Could you share how to install those sw package? Could you share detail method?
Please note you are running 3rd party module and we may not guarantee it.

Thank you for the response. Here is how we are installing and configuring the Strongswan software.

  1. Rebuild Kernel using instructions found here: https://github.com/jetsonhacks/buildJetsonTX2Kernel and enabling modules outlined by Strongswan here: https://wiki.strongswan.org/projects/strongswan/wiki/KernelModules
  2. Install Ubuntu repository version of Strongswan using 'sudo apt install strongswan'
  3. Use default Strongswan configurations in /etc/strongswan.conf and /etc/strongswan.d/*
  4. Updated IPSEC configurations:

    Node 1

    /etc/ipsec.conf

    config setup
    
    conn %default
            ikelifetime=60m
            keylife=20m
            rekeymargin=3m
            keyingtries=1
            keyexchange=ikev2
            authby=pubkey
            mobike=no
    
    conn node2
            left=192.168.50.50
            leftid=192.168.50.50
            leftsubnet=192.168.50.0/24
            leftcert=node1_cert.pem
            leftsendcert=always
            rightsourceip=192.168.50.51
            right=192.168.50.51
            rightid=192.168.50.51
            rightsubnet=192.168.50.0/24
    
            type=transport
            auto=add
    

    /etc/ipsec.secrets

    192.168.50.50 : RSA node1_key.pem
    

    Node 2

    /etc/ipsec.conf

    config setup
    
    conn %default
            ikelifetime=60m
            keylife=20m
            rekeymargin=3m
            keyingtries=1
            keyexchange=ikev2
            authby=pubkey
            mobike=no
    
    conn node1
            left=192.168.50.51
            leftid=192.168.50.51
            leftsubnet=192.168.50.0/24
            leftcert=node2_cert.pem
            leftsendcert=always
            leftsourceip=192.168.50.51
            right=192.168.50.50
            rightid=192.168.50.50
            rightsubnet=192.168.50.0/24
    
            type=transport
            auto=add
    

    /etc/ipsec.secrets

    192.168.50.51 : RSA node2_key.pem
    
  5. Update Iptables rules

    /etc/iptables/rules.v4

    *filter
    :INPUT DROP [0:0]
    :FORWARD DROP [0:0]
    :OUTPUT ACCEPT [0:0]
    -A INPUT -m state --state ESTABLISHED,RELATED -j ACCEPT
    -A INPUT -p tcp --dport 22 -j ACCEPT
    -A INPUT -i lo -j ACCEPT
    -A INPUT -p udp --dport 500 -j ACCEPT
    -A INPUT -p udp --dport 4500 -j ACCEPT
    -A INPUT -s 192.168.50.0/24 -d 192.168.50.0/24 -m policy --dir in --pol ipsec --proto esp -j ACCEPT
    -A INPUT -p esp -j ACCEPT
    -A INPUT -j LOG --log-prefix "INPUT:DROP: " --log-level 6
    -A FORWARD -s 192.168.50.0/24 -d 192.168.50.0/24 -m policy --dir in --pol ipsec --proto esp -j ACCEPT
    -A FORWARD -p esp -j ACCEPT
    -A FORWARD -j LOG --log-prefix "FORWARD:DROP: " --log-level 6
    COMMIT
    

Sorry that I just checked internally and found it is not supported by any L4T project.

I notice there are some forum users have experience about strongswan.

https://devtalk.nvidia.com/default/topic/1027366/

Could you check if it can shed some light?

Thank you for the reply.
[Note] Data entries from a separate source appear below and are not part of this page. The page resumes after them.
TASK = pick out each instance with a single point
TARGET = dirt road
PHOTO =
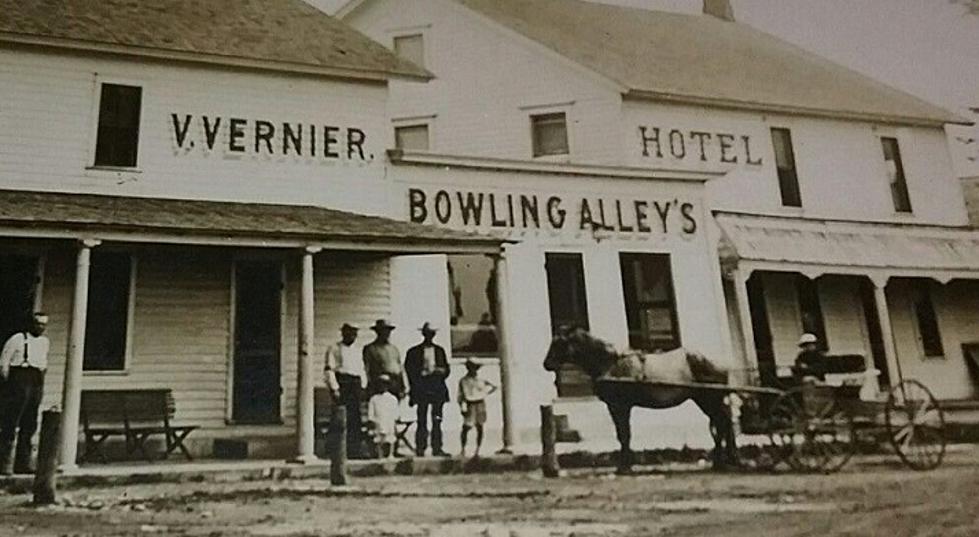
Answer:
(871, 497)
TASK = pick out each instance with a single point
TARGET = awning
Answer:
(176, 221)
(814, 247)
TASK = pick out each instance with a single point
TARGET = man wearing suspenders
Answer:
(23, 361)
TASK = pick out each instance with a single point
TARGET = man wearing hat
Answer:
(381, 357)
(344, 374)
(810, 362)
(23, 361)
(427, 369)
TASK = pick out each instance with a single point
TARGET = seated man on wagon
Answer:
(810, 363)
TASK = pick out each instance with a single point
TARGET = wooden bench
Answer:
(136, 416)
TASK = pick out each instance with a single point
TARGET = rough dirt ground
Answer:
(870, 497)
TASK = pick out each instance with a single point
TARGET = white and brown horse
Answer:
(660, 380)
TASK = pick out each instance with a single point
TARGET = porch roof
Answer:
(222, 223)
(815, 246)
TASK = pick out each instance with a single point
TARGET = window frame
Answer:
(130, 321)
(672, 298)
(901, 174)
(408, 34)
(533, 118)
(100, 82)
(785, 198)
(922, 288)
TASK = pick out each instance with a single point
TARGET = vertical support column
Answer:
(305, 426)
(886, 329)
(504, 342)
(747, 328)
(71, 395)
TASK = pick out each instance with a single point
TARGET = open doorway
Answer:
(18, 290)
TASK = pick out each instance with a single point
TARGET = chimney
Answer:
(719, 8)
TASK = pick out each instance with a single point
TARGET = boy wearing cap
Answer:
(472, 402)
(23, 361)
(427, 368)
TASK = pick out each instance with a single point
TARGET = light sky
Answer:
(929, 48)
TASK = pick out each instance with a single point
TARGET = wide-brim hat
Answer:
(382, 324)
(808, 339)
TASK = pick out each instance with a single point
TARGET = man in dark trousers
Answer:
(23, 361)
(427, 368)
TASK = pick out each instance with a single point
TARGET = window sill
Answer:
(113, 169)
(113, 373)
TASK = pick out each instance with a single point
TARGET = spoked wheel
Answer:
(817, 434)
(915, 425)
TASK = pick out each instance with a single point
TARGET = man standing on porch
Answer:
(427, 369)
(23, 361)
(381, 357)
(344, 372)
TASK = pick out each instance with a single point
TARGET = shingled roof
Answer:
(224, 221)
(274, 34)
(703, 60)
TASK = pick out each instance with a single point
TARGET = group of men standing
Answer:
(378, 368)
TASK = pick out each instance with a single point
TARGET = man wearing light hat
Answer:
(381, 357)
(23, 361)
(810, 361)
(427, 369)
(344, 374)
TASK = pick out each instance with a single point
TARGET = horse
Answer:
(660, 380)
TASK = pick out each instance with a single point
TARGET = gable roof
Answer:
(703, 60)
(287, 35)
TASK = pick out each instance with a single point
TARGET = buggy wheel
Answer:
(818, 435)
(915, 425)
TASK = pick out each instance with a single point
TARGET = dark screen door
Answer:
(18, 285)
(257, 368)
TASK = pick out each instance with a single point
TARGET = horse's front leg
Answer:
(621, 416)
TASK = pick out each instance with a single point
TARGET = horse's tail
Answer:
(704, 370)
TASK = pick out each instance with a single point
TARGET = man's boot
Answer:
(22, 459)
(6, 461)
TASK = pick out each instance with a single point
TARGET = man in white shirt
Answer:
(346, 379)
(23, 361)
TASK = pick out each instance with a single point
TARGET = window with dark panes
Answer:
(411, 48)
(411, 137)
(550, 134)
(108, 311)
(788, 179)
(810, 309)
(118, 133)
(926, 319)
(569, 307)
(650, 305)
(895, 175)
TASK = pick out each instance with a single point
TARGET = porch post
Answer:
(886, 329)
(741, 277)
(305, 426)
(505, 348)
(71, 395)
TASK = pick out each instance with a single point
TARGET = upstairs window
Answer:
(788, 180)
(411, 137)
(411, 48)
(895, 175)
(550, 134)
(106, 332)
(118, 134)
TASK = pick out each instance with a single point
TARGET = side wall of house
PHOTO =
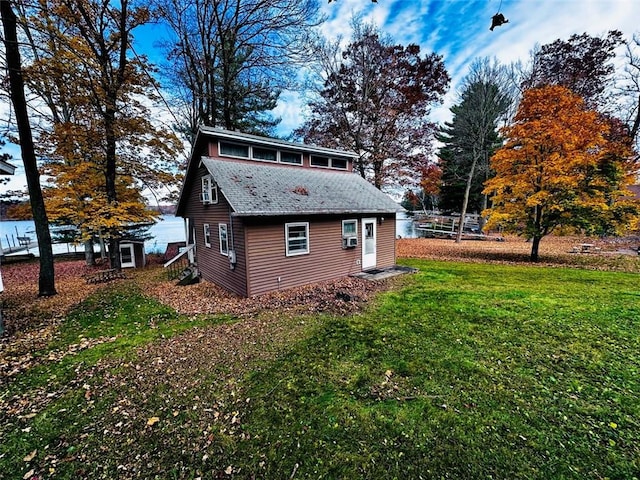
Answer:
(270, 269)
(213, 265)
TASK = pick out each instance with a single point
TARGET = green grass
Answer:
(463, 371)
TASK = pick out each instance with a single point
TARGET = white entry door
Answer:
(127, 257)
(368, 243)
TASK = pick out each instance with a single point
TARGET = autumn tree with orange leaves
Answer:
(562, 165)
(101, 142)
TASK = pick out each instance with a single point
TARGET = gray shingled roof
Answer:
(258, 189)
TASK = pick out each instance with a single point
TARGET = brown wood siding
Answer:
(327, 259)
(213, 265)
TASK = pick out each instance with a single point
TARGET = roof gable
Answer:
(261, 190)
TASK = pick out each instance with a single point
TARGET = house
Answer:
(263, 214)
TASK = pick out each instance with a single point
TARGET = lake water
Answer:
(168, 229)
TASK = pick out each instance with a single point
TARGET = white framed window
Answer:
(340, 163)
(296, 238)
(209, 190)
(317, 161)
(233, 150)
(291, 157)
(224, 239)
(265, 154)
(207, 235)
(349, 228)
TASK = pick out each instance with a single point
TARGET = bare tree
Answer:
(376, 101)
(46, 280)
(230, 59)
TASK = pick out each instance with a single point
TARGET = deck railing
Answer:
(177, 264)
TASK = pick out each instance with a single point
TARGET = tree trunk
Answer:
(46, 280)
(465, 202)
(535, 245)
(89, 257)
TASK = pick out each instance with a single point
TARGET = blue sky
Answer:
(456, 29)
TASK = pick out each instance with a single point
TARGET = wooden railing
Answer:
(177, 264)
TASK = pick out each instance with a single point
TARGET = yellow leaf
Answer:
(153, 420)
(31, 456)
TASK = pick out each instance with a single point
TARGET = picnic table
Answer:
(102, 276)
(585, 248)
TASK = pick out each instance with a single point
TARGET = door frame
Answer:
(133, 255)
(369, 260)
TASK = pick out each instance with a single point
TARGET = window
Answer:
(209, 190)
(264, 154)
(207, 235)
(222, 235)
(234, 150)
(297, 238)
(290, 157)
(319, 161)
(339, 163)
(349, 228)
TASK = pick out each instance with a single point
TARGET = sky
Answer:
(458, 30)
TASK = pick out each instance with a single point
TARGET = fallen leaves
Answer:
(152, 421)
(30, 457)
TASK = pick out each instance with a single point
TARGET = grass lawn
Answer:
(463, 370)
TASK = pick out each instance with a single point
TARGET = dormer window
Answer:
(234, 150)
(339, 163)
(209, 190)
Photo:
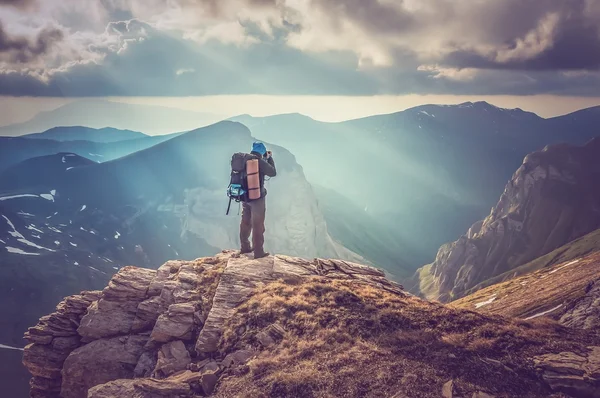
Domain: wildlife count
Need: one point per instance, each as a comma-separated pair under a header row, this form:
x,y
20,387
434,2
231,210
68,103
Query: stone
x,y
113,389
272,334
585,312
176,323
208,381
448,389
239,357
172,357
572,373
99,362
146,364
481,394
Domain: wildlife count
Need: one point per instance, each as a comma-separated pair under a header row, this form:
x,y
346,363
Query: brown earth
x,y
231,326
558,287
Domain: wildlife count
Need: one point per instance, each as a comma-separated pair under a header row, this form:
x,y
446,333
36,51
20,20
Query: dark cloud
x,y
574,42
19,49
17,3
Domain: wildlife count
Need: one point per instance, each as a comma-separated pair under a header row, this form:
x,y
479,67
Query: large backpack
x,y
238,182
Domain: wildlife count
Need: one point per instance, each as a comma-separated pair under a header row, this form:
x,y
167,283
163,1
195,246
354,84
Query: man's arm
x,y
267,167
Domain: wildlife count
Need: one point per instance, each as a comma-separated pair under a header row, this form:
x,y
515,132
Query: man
x,y
253,212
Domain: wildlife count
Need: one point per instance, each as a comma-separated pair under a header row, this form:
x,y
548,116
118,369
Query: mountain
x,y
80,133
297,328
426,173
16,149
98,113
568,292
167,201
552,199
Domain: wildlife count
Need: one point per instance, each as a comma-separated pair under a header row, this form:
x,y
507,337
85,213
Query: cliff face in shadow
x,y
552,199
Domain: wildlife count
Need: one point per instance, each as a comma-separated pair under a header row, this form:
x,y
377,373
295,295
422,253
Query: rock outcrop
x,y
584,313
552,199
162,327
576,374
568,292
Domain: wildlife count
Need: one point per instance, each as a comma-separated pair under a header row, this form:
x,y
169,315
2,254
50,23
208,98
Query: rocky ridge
x,y
552,199
162,327
568,292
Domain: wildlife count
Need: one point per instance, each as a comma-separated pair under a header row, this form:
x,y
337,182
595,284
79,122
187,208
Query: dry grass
x,y
558,285
350,340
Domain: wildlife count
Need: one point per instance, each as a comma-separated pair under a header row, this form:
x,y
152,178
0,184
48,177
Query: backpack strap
x,y
228,207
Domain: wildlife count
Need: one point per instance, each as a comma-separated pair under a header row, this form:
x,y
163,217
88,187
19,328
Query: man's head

I understand that Strongswan itself may not be officially supported. However, as I understand it, ipsec is handled directly in the kernel and not by Strongswan. Strongswan is used for configuring the tunnels but not actually implementing the network protocols. That is left to the kernel. Are you saying that ipsec networking is not supported for the Jetson products?

On a related note, we downgraded our Jetson nodes from JetPack 28.2 to JetPack 28.1 and our ipsec tunnels have remained active for 3 days with no issues. While this is allows us to move forward with our development, we would ultimately like to be able to stay up-to-date with new JetPack releases. Based on our testing, it would appear that changes in 28.2 cause issues for ipsec networking. Is it possible to determine what those changes are and how they may be fixed so we can stay up-to-date with future JetPack releases?

assertadev,

How to reproduce your issue if we don’t use Strongswan but only ipsec?
It looks like an issue if rel-28.1 is working but rel-28.2 cannot.